Compelling Explanations

• The Republican candidate for governor of Colorado, Dan Maes, explained in August that he began the campaign supporting “green” programs, such as Denver’s innovative “bike-sharing” project, but that he has rethought his position. Now, he told reporters, environmental programs are, in reality, plots. “(I)f you do your homework and research, you realize that (encouraging people to park their cars and ride bikes in the city) is part of a greater strategy to rein in American cities under a United Nations treaty.”

• The New South Wales (Australia) anti-corruption commission, at a hearing in August, got engineer Don Gamage to admit that he “exaggerated” his credentials to get a series of government contracts. Nonetheless, Gamage was defiant: “If I didn’t exaggerate,” he explained, “the people of NSW...would have missed (out on) the service and the benefit that I delivered.”

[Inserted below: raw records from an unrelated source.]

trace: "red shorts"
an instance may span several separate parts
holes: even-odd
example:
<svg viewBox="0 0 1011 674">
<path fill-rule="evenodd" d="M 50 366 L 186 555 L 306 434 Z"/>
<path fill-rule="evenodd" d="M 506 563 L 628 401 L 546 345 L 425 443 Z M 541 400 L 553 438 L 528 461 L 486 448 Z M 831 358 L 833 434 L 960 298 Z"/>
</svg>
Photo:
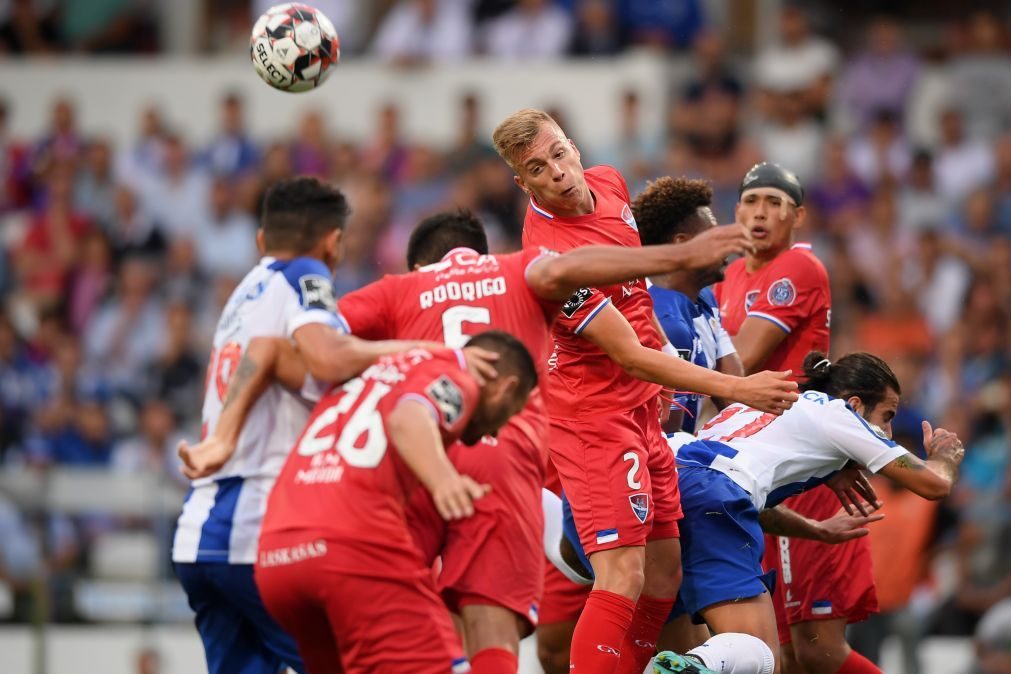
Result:
<svg viewBox="0 0 1011 674">
<path fill-rule="evenodd" d="M 302 532 L 260 539 L 261 553 L 296 548 L 299 561 L 257 562 L 256 586 L 267 611 L 294 637 L 309 674 L 395 672 L 408 661 L 412 673 L 466 669 L 449 612 L 420 563 L 410 572 L 357 573 L 341 568 L 336 541 Z M 376 575 L 382 571 L 390 575 Z"/>
<path fill-rule="evenodd" d="M 805 517 L 824 520 L 841 507 L 828 487 L 817 487 L 784 502 Z M 766 570 L 776 570 L 779 641 L 792 641 L 790 626 L 810 620 L 845 618 L 854 623 L 878 612 L 874 569 L 867 538 L 830 545 L 802 538 L 765 537 Z"/>
<path fill-rule="evenodd" d="M 677 471 L 655 400 L 553 421 L 550 448 L 587 555 L 678 536 Z"/>
<path fill-rule="evenodd" d="M 456 443 L 456 469 L 491 491 L 475 502 L 472 517 L 446 523 L 427 492 L 415 493 L 408 519 L 426 560 L 442 556 L 436 586 L 459 613 L 467 604 L 507 608 L 537 626 L 544 591 L 543 444 L 514 424 L 473 447 Z"/>
<path fill-rule="evenodd" d="M 576 622 L 593 586 L 573 583 L 543 553 L 541 558 L 544 564 L 544 598 L 541 600 L 540 624 Z"/>
</svg>

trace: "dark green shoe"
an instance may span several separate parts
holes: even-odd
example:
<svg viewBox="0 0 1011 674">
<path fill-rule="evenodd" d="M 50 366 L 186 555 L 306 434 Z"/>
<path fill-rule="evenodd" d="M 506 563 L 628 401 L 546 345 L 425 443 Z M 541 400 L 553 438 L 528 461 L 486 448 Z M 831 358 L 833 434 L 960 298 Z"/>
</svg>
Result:
<svg viewBox="0 0 1011 674">
<path fill-rule="evenodd" d="M 664 651 L 653 660 L 653 674 L 717 674 L 694 658 L 686 658 L 673 651 Z"/>
</svg>

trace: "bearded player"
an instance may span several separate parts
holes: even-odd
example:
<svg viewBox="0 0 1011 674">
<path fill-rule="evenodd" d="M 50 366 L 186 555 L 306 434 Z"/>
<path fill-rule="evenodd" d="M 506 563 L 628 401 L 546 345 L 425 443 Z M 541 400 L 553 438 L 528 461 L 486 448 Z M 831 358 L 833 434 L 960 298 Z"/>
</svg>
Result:
<svg viewBox="0 0 1011 674">
<path fill-rule="evenodd" d="M 825 267 L 809 244 L 795 243 L 804 224 L 804 189 L 775 164 L 758 164 L 741 181 L 737 222 L 755 249 L 734 261 L 716 286 L 723 324 L 745 372 L 802 372 L 810 351 L 828 353 L 831 296 Z M 859 507 L 859 499 L 857 501 Z M 838 510 L 839 499 L 818 487 L 786 501 L 813 520 Z M 841 545 L 767 536 L 765 567 L 777 573 L 773 601 L 788 672 L 866 674 L 878 668 L 846 643 L 846 624 L 877 611 L 869 544 Z M 791 669 L 791 665 L 795 669 Z"/>
<path fill-rule="evenodd" d="M 584 173 L 575 145 L 549 115 L 520 110 L 495 129 L 493 142 L 530 196 L 524 246 L 640 247 L 624 179 L 610 167 Z M 620 316 L 603 311 L 610 304 Z M 643 351 L 679 361 L 659 353 L 665 342 L 641 279 L 581 290 L 554 329 L 546 390 L 551 460 L 595 572 L 572 636 L 569 661 L 576 672 L 639 674 L 680 584 L 681 508 L 657 416 L 660 386 L 652 382 L 723 395 L 711 385 L 703 390 L 687 380 L 662 380 L 650 363 L 608 346 L 629 333 Z M 768 377 L 777 387 L 768 411 L 781 412 L 796 399 L 795 385 L 777 378 L 782 375 Z M 731 399 L 730 390 L 746 381 L 716 372 L 704 379 L 724 384 Z"/>
</svg>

• Bruce Tuck, who confessed in December to a series of rapes in Martin, Tenn., and was sentenced to 60 years in prison (and who faces still more charges), tried to withdraw his confession in June, complaining that he was not of sound mind at the time because, though weighing 275 pounds, he was being held in jail on a “lettuce-only” diet. Thus, he said, he was unusually vulnerable when a detective offered him a bag of chips to admit to the charges.

Civilization in Decline

• After an historic site along the lower Jordan River was closed for a day in July for public health reasons, an environmental group, EcoPeace/Friends of the Earth (Middle East), called for a permanent suspension until the governments of Israel and Jordan (on either side of the river) assure that it is safe from agricultural discharge and untreated sewage. Facing sites on the river both claim to be where John the Baptist baptized Jesus, and pilgrims flock to the sites to be baptized, as well.

Least Competent Criminals

• Lame: (1) Gerald Maxwell, 39, a convicted burglar who was caught in August breaking into the same Sarasota, Fla., home he had broken into last year, quickly tried to explain his innocence to officers. “I was going back in there to leave a thank-you note, because I’m the guy who burglarized this place last year (and) I just got out of jail.” (2) Terrance Mitchell was arrested in Waterloo, Iowa, in July, identified from video as the man who tried to shoplift surveillance equipment from a store. Mitchell was thus apparently unaware that stores that sell surveillance equipment might operate surveillance cameras.

Update

• Michael Peterson was convicted in 2003 of murdering his wife, Kathleen, and sentenced to life in prison in North Carolina, but T. Lawrence Pollard, who was one of Peterson’s lawyers, has relentlessly offered the alternative theory (though not during Peterson’s trial) that Mrs. Peterson was instead killed by a rogue owl one night in her home. Earlier this year, Raleigh’s News & Observer wrote a series on deficiencies in the state’s original investigation (though not about owls), and Pollard filed affidavits in August—one by an owl expert that Mrs. Peterson’s injuries were consistent with an attack by “a large bird of prey” and the other by scientists who offered to DNA-test what investigators say might be a faint microscopic “feather” from the crime scene.

A News of the Weird Classic (January 2000)

• The lawyer for a former Fort Lauderdale, Fla., phone-sex worker announced to reporters in November (1999) that he had won a workers’ compensation settlement for his client based on her claim of carpal tunnel syndrome due to being encouraged to masturbate on the job as much as seven times a day. Steven Slootsky said his client (who declined to be publicly identified) accepted the settlement to avoid the embarrassment of testifying, even though the money is not enough to reimburse her for the surgery she required on both hands.